Он задымил и вдруг ударил папиросой об асфальт так, что она выпыхнула искры, и побежал ко мне.

Мальчишки бросили гонять котях, оцепенели.

Бежал он грузновато, поэтому я не стал занимать оборонительную позу. Кабы он был в ярости да прицелился напасть на меня, то вихрем бы мчался и весь напружиненный.

— Куда, товарищ, Женька-то… куда она… делась?

— Исчезла.

— Любишь ее?

— Что-то вроде есть.

— И я люблю. И ты со своими чтотами не суйся.

Я пошел по направлению к металлургическому заводу. Он догонял меня, просил не встречаться с Женей, звал в ресторан «Магнит» («Опохмели. Там все уладим»). Я шагал, безразличный и к нему, метусившемуся то сбоку, то впереди меня, и к себе.

Над заводом дрожало красное марево. В мареве чеканно чернели трубы мартенов. Самая высокая плескалась длинным зеленым огнем. И казалось, что небо, грифельно-темное над ее жерлом, вот-вот вспыхнет.

Тротуар неподалеку от промбанка был искромсан пневматическими молотками. Из асфальтовых развалов парило. Я прыгнул сквозь облако и ощутил веками, что на ресницах прибавилось инея. От того, что ресничный иней стал мохнатей, я почему-то испытывал удовольствие.

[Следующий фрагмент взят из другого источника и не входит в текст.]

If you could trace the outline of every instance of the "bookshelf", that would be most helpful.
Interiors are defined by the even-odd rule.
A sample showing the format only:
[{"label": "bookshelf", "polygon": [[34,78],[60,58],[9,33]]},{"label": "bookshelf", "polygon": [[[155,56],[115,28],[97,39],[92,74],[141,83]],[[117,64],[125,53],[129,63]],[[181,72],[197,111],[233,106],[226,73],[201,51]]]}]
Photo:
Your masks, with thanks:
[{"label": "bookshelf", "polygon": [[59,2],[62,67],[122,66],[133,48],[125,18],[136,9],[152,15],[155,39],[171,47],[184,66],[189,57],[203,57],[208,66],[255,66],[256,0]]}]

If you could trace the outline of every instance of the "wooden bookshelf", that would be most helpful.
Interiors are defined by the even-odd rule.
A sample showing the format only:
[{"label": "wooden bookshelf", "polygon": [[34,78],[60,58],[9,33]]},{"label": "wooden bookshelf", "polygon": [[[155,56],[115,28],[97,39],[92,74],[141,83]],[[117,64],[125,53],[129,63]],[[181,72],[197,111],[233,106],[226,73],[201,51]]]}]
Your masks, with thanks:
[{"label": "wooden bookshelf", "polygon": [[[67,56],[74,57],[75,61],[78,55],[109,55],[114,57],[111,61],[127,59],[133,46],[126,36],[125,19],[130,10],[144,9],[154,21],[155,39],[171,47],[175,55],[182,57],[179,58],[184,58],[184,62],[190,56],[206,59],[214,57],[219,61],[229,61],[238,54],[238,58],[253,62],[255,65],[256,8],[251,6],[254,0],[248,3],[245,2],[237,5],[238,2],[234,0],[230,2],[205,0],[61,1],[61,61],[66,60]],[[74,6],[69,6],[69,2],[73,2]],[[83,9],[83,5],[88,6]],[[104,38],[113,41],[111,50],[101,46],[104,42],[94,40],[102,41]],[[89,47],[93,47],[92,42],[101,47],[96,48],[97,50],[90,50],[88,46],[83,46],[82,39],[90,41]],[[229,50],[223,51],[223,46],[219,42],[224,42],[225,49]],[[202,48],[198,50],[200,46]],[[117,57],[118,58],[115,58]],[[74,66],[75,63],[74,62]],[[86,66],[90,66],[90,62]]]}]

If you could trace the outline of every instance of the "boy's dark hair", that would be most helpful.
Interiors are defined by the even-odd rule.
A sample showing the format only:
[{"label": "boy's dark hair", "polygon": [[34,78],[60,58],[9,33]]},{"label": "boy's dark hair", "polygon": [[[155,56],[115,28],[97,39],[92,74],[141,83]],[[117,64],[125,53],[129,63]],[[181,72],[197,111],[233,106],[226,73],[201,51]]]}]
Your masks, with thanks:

Именно в этот момент, когда в моем настроении возникла солнечная точка, к моему затылку прилетел кусок асфальта. От белого взрыва боли я как бы сделался невесомым, потому и не почувствовал своего падения. Я бы, наверно, сразу очухался, но меня морочили калейдоскопические орнаменты, их муторно было рассматривать, но и оторвать взгляда не удавалось. Сверху приплющивала несдвигаемая тяжесть, я испугался, что придавлен прокатным валком, изо всех сил оттолкнулся ладонями от чего-то тало-холодного и очнулся.

Я шагал, пошатываясь. Сполох над самой высокой мартеновской трубой уже не трепыхался. Красное марево истончалось, угасая с исходом доменной плавки. Панорама завода теряла грозную твердость. И небо, в котором металлургический дым сгрудился в горные хребты, принимало добрый сизый оттенок.

Затылок он мне не пробил: спасла опушка шапки. И голова вроде не болела, но была мозговая возбужденность, отгонявшая сон. Правда, я задремывал, но только на мгновение. Напрягался и разрывал пуховые нити дремы. И тотчас Женя высыпала в мою горсть теплые монеты — два гривенника и два двадцатчика, потом мы стукались лбами, доставая авторучку, и дыхание Жени надвигалось на мои губы, а после я видел ее глаза — в одном, около зрачка, коричневый треугольничек, — хрупкую длинноту ее шеи, замкнутой от ключиц до подбородка рубчатым воротником, черный материал свитера, обжавший грудь, и тут воображение продляло жест, который у меня было возник в цирке, когда я стоял перед Женей, но который я заковал в себе, и мои ладони плыли по черноте свитера, и были застенчивы, и не обижали, и Женя не прогоняла их.